The correctness bar is high: smooths are checked against analytic oracles
and finite-difference jets, and CI is strict. But that bar is on the
merged result, and keeping it there is the maintainer's job — not a toll
you pay to take part. So the bar to *contribute* is zero:
- **Broken PRs are welcome.** Fails CI, half-finished, you're not sure
it's right — open it anyway. A broken PR with a good idea in it beats a
good idea that never got sent.
- **Beginners welcome.** You don't need REML, Rust, or PyO3 to help. A
confusing error message, a typo, a docs gap, or "why does it do this?"
is a real contribution.
- **AI is allowed.** Wrote it with Claude, Copilot, or an agent? Fine —
mention it or don't.
- **Any feature request, however far-fetched.** "Can it do X?" is useful
even when the answer is no — it shows how people want to use this.

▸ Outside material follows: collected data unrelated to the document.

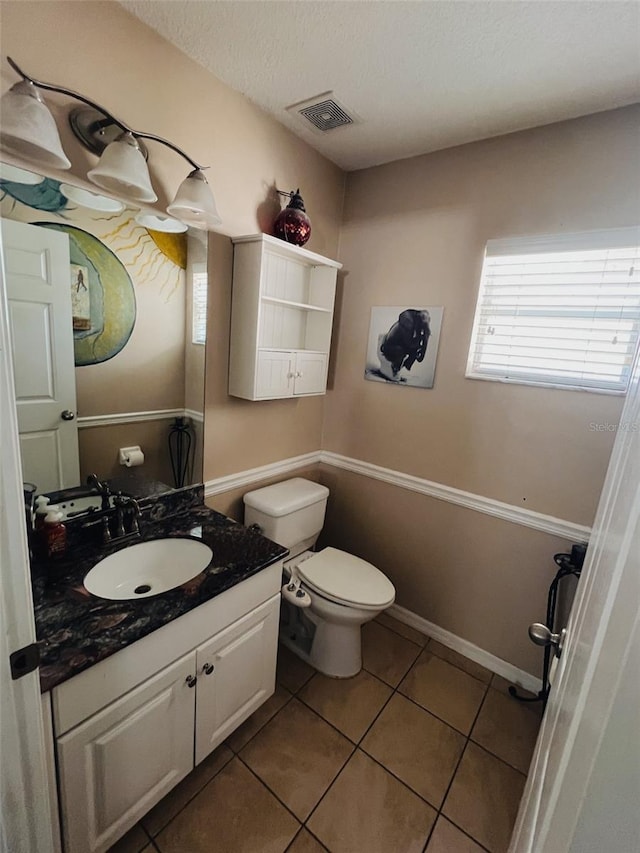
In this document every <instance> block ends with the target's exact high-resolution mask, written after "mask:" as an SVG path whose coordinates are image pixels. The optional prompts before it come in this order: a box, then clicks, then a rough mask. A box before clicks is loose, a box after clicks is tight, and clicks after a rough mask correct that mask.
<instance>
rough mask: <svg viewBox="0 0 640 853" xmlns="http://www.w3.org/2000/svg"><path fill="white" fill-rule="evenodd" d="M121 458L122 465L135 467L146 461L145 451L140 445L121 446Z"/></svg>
mask: <svg viewBox="0 0 640 853" xmlns="http://www.w3.org/2000/svg"><path fill="white" fill-rule="evenodd" d="M119 460H120V464H121V465H126V467H127V468H133V467H136V466H138V465H142V463H143V462H144V453H143V452H142V450H141V448H140V446H139V445H136V446H135V447H121V448H120V450H119Z"/></svg>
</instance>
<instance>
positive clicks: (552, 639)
mask: <svg viewBox="0 0 640 853" xmlns="http://www.w3.org/2000/svg"><path fill="white" fill-rule="evenodd" d="M566 635H567V629H566V628H563V629H562V631H560V633H559V634H554V633H552V632H551V630H550V629H549V628H547V626H546V625H543V624H542V623H541V622H534V623H533V625H529V639H530V640H531V641H532V642H533V643H535V644H536V646H553V647H554V653H555V656H556V657H557V658H559V657H560V655H561V654H562V647H563V645H564V640H565V637H566Z"/></svg>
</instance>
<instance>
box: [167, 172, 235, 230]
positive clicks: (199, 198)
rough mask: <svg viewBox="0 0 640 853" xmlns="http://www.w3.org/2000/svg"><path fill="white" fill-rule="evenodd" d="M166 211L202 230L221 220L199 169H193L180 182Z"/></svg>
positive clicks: (209, 187)
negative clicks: (174, 197)
mask: <svg viewBox="0 0 640 853" xmlns="http://www.w3.org/2000/svg"><path fill="white" fill-rule="evenodd" d="M167 213H170V214H171V216H175V217H176V218H177V219H179V220H180V221H181V222H184V223H185V224H186V225H192V226H193V227H194V228H200V229H202V230H204V231H207V230H208V229H209V228H215V226H216V225H220V223H221V222H222V219H221V218H220V214H219V213H218V209H217V207H216V202H215V199H214V198H213V193H212V192H211V188H210V187H209V184H208V183H207V179H206V178H205V176H204V174H203V173H202V171H201V170H200V169H194V170H193V172H191V173H190V174H189V175H188V176H187V177H186V178H185V179H184V181H183V182H182V183H181V184H180V186H179V187H178V192H177V193H176V197H175V198H174V200H173V201H172V202H171V204H170V205H169V207H168V208H167Z"/></svg>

- **No template, no checklist, no CLA, no guidelines.** Have fun.
The point is engagement. Ideas, bug reports, "here's how I'm using
this," a PR that's mostly wrong but sparks the right fix — all of it
helps. The only real failure is a good thought that never gets sent
because the friction felt too high.
Open a [pull request](https://github.com/SauersML/gam/pulls) or an
[issue](https://github.com/SauersML/gam/issues) — bugs, features,
questions, wild ideas. That's the whole process.
Note, this README was written mostly by Claude, with some feedback from the human.
## License
AGPL-3.0-or-later. See [LICENSE](LICENSE).